CNT EMP_ID DEPT_ID SALARY
2 9 9 403905.28
2 69 9 403905.28


The analytic COUNT(*) OVER () returns the number of rows in the result set. Analytics take the basic form {Aggregate (e.g. count)} OVER ({window for this row}). By specifying nothing in the window area, we told Oracle to use EVERYTHING as the window. If this is new to you, I suggest playing around using aggregates you already know with the OVER () to get a feel for what its doing and how analytics perform. SUM, COUNT, AVG, MIN, MAX, are just a few aggregates you can use this way. Keep in mind that the analytic will be displayed for every row.


2) What is the total salary of each department?

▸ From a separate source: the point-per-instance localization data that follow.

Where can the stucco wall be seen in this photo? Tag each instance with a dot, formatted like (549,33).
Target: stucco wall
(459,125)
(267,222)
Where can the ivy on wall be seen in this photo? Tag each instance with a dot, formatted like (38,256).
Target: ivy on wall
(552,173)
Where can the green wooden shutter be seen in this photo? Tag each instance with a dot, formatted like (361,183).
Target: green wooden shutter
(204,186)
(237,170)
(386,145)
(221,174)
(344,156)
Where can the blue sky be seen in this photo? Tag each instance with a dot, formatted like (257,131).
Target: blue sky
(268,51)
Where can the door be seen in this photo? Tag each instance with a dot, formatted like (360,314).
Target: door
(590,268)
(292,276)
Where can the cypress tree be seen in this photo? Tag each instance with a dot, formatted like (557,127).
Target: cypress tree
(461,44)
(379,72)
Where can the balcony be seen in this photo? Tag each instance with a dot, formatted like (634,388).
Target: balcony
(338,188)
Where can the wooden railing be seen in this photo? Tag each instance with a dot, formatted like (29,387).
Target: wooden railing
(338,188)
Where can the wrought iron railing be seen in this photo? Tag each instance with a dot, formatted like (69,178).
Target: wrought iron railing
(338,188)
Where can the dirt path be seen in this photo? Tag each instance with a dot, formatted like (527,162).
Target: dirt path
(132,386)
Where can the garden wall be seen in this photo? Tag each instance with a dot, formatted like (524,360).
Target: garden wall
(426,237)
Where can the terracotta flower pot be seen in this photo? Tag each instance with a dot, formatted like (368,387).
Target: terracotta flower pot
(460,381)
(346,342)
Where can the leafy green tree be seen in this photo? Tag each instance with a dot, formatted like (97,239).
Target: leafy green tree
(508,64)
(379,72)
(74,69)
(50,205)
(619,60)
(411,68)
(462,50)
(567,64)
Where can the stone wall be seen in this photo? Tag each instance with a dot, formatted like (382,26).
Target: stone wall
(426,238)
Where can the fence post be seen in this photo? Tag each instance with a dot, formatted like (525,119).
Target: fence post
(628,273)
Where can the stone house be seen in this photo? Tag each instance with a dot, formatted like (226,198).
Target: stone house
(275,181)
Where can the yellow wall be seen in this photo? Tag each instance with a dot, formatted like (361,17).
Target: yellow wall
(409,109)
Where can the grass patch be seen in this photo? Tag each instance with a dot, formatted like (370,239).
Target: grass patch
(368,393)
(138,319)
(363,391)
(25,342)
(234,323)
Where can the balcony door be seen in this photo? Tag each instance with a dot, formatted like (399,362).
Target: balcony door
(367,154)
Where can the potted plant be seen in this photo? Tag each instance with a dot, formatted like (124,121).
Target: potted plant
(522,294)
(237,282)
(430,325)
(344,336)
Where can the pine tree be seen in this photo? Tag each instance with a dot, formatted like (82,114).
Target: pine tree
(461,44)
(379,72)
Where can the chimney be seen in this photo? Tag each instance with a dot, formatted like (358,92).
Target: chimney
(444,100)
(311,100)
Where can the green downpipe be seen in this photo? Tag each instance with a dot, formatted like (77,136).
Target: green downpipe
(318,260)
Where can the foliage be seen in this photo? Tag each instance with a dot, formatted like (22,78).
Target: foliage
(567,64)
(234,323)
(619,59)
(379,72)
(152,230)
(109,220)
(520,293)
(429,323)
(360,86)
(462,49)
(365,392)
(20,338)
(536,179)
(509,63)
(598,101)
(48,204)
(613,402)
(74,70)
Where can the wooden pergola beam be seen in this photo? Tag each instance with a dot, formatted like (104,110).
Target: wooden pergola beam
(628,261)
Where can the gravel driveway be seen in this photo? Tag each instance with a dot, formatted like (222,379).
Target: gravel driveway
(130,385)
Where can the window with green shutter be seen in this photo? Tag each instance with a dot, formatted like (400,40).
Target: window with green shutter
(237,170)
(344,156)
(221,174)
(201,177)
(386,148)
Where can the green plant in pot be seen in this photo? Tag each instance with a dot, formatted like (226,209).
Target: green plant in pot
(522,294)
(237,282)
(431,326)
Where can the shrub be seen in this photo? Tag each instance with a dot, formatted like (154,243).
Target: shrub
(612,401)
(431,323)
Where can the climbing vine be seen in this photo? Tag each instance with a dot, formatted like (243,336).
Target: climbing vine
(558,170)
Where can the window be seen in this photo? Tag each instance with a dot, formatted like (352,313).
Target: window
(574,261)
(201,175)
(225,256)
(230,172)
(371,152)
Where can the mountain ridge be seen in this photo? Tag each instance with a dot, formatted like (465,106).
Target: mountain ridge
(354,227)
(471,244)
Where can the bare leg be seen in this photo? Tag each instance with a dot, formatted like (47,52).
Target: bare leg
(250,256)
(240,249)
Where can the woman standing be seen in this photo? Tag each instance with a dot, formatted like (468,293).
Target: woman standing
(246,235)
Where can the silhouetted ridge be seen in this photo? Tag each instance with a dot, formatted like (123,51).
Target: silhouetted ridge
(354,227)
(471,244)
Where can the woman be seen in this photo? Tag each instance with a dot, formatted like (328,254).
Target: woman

SELECT e.DEPT_ID, COUNT(*) cnt
FROM EMP e
GROUP BY e.DEPT_ID

DEPT_ID CNT
0 7
1 18
2 16
3 17
4 4
... results snipped ...


Ok, so lets use our counting analytic and see what happens.

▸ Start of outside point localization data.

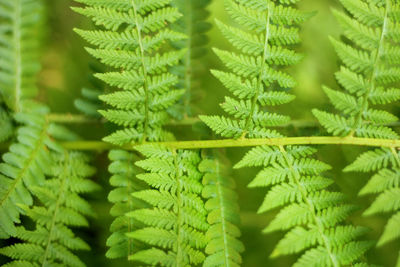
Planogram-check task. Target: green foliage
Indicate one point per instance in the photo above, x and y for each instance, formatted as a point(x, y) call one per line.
point(385, 182)
point(313, 215)
point(131, 42)
point(175, 222)
point(223, 245)
point(24, 165)
point(191, 69)
point(123, 179)
point(20, 33)
point(257, 68)
point(6, 125)
point(370, 72)
point(60, 208)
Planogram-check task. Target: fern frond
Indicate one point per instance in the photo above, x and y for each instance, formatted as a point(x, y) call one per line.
point(370, 70)
point(313, 215)
point(367, 73)
point(265, 49)
point(6, 125)
point(24, 165)
point(19, 50)
point(191, 69)
point(175, 221)
point(52, 241)
point(123, 179)
point(132, 43)
point(223, 246)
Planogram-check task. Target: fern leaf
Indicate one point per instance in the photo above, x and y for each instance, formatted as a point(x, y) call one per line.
point(371, 69)
point(20, 51)
point(182, 232)
point(265, 49)
point(191, 67)
point(132, 43)
point(24, 166)
point(123, 172)
point(313, 215)
point(223, 246)
point(52, 241)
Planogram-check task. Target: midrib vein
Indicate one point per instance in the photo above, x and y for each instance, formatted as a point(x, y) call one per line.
point(17, 52)
point(26, 167)
point(372, 80)
point(145, 74)
point(223, 219)
point(58, 202)
point(260, 76)
point(311, 207)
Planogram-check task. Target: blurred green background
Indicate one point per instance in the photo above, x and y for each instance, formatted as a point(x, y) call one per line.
point(66, 70)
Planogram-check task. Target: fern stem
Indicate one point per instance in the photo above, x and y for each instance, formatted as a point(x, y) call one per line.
point(131, 222)
point(17, 51)
point(188, 60)
point(315, 140)
point(59, 197)
point(380, 51)
point(309, 203)
point(396, 156)
point(260, 78)
point(179, 260)
point(145, 80)
point(69, 118)
point(222, 210)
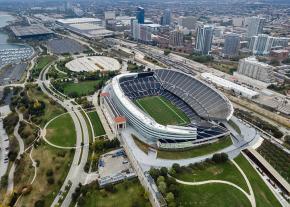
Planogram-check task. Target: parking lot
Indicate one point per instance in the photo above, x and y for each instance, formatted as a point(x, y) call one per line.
point(114, 167)
point(12, 74)
point(66, 45)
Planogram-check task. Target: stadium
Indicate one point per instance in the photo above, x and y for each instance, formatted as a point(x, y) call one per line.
point(168, 108)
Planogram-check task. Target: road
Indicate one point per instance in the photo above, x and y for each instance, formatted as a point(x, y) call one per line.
point(76, 173)
point(10, 185)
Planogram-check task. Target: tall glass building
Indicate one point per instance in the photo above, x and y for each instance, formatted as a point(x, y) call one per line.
point(140, 15)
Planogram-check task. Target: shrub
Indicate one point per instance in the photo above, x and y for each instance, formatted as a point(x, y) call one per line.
point(39, 203)
point(50, 180)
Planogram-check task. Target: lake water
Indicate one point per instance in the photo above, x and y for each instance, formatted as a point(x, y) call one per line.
point(4, 20)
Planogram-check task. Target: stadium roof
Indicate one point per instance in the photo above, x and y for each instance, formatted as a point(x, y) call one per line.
point(78, 20)
point(34, 29)
point(141, 115)
point(86, 26)
point(229, 85)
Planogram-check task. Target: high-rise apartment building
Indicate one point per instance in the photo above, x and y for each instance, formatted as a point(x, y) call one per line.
point(203, 42)
point(261, 44)
point(140, 15)
point(251, 67)
point(255, 26)
point(188, 22)
point(176, 39)
point(232, 45)
point(166, 17)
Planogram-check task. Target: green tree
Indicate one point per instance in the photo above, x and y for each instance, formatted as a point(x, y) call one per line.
point(169, 197)
point(162, 187)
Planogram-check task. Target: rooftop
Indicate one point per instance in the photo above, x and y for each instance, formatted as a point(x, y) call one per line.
point(34, 29)
point(78, 20)
point(228, 84)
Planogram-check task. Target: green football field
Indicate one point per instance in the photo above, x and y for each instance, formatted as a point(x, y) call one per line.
point(162, 110)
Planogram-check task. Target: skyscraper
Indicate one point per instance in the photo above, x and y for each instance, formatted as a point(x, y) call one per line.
point(176, 39)
point(251, 67)
point(232, 45)
point(203, 40)
point(166, 17)
point(135, 29)
point(140, 15)
point(255, 26)
point(188, 22)
point(261, 44)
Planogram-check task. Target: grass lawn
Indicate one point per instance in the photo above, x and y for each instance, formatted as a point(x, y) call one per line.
point(81, 88)
point(197, 151)
point(211, 195)
point(162, 110)
point(96, 122)
point(49, 158)
point(264, 196)
point(61, 131)
point(211, 171)
point(235, 126)
point(128, 194)
point(52, 109)
point(41, 62)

SELECT e.DEPT_ID, COUNT(*) OVER () cnt
FROM EMP e
GROUP BY e.DEPT_ID

DEPT_ID CNT
0 12
1 12
2 12
3 12
4 12
... results snipped ...


Darn, that's not at all what we wanted. Why is it 12 and for every row? Like I said earlier, analytics are a query against your result set. If you dropped the COUNT(*) OVER () portion, you'd get 12 rows. COUNT(*) OVER () yields the count of rows in the result set and is therefore 12. So how do we find out how many employees in each department? The partition clause.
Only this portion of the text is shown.